El Papa conoce muy bien mi historia. A poco de iniciada la charla me dice: "Hay que curar las heridas, pero sin dejar de mirar las cicatrices". Me parece una síntesis extraordinaria de lo que hemos tratado de aprender durante tantos años de lucha. Ante mi consulta sobre los traumas pendientes de los 70, Francisco se muestra convencido de que el camino es la justicia. Y afirma: "El que está probado que cometió crímenes tiene que cumplir su condena". Al mismo tiempo expresa su enorme preocupación por aquellas personas detenidas por delitos de lesa humanidad que pasan muchos años de prisión sin procesos ni condenas. Todas las herramientas que posee el Código Procesal, explica, deben ser cumplidas estrictamente para evitar cualquier tipo de tentación de venganza.
Con Bergoglio es fácil sentirse cómodo, romper solemnidades y protocolos. Le muestro un mensaje de mi sobrino Lucas, de 6 años, en el que me dice: "El Papa es un gigante, te vas a enamorar de él". Nos reímos de la ocurrencia durante varios minutos.
Pero así como ríe, Francisco muestra una enorme firmeza cuando habla de los desafíos que enfrenta la Iglesia. Cuando le consulto por el reciente escándalo de las filtraciones de secretos vaticanos, no se incomoda. Simplemente, contesta: "No me detendré pase lo que pase".
Al hablar de la situación de nuestro país, se muestra muy informado y convencido de que es necesario superar los niveles de violencia y confrontación que opacan la convivencia argentina. Más institucionalización, coincide, es la manera de superar los viejos traumas. También elogia las iniciativas que estamos promoviendo desde distintas entidades de la sociedad civil como Argentina Debate y otras entidades. "Así debe ser -dice- de abajo hacia arriba". Aunque sin estridencias, también se muestra confiado en que el camino de la justicia es el indicado para avanzar en el saneamiento de la vida pública. La corrupción es, sin dudas, una de sus mayores preocupaciones. Quiere predicar sencillez para cambiar los vicios de las cúpulas gobernantes.

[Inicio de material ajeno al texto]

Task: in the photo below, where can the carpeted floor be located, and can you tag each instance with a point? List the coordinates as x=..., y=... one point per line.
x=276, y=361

Tras 50 minutos de charla, el Papa tiene preparados dos rosarios bendecidos para entregarnos. "Uy, hay muchos amigos que me van a reclamar por qué no les llevé uno", le digo. Se pone de pie, sale de la pequeña salita y vuelve a los pocos minutos con una bolsa repleta de crucifijos. Él mismo se encarga de la pequeña misión.
Con una bella sonrisa me dice que se siente feliz de haber conversado con nosotros. Mientras subíamos las escaleras de Santa Marta, me doy vuelta para dar una última mirada: ahí estaba Francisco, levantando su mano derecha. Diciendo, simplemente, chau.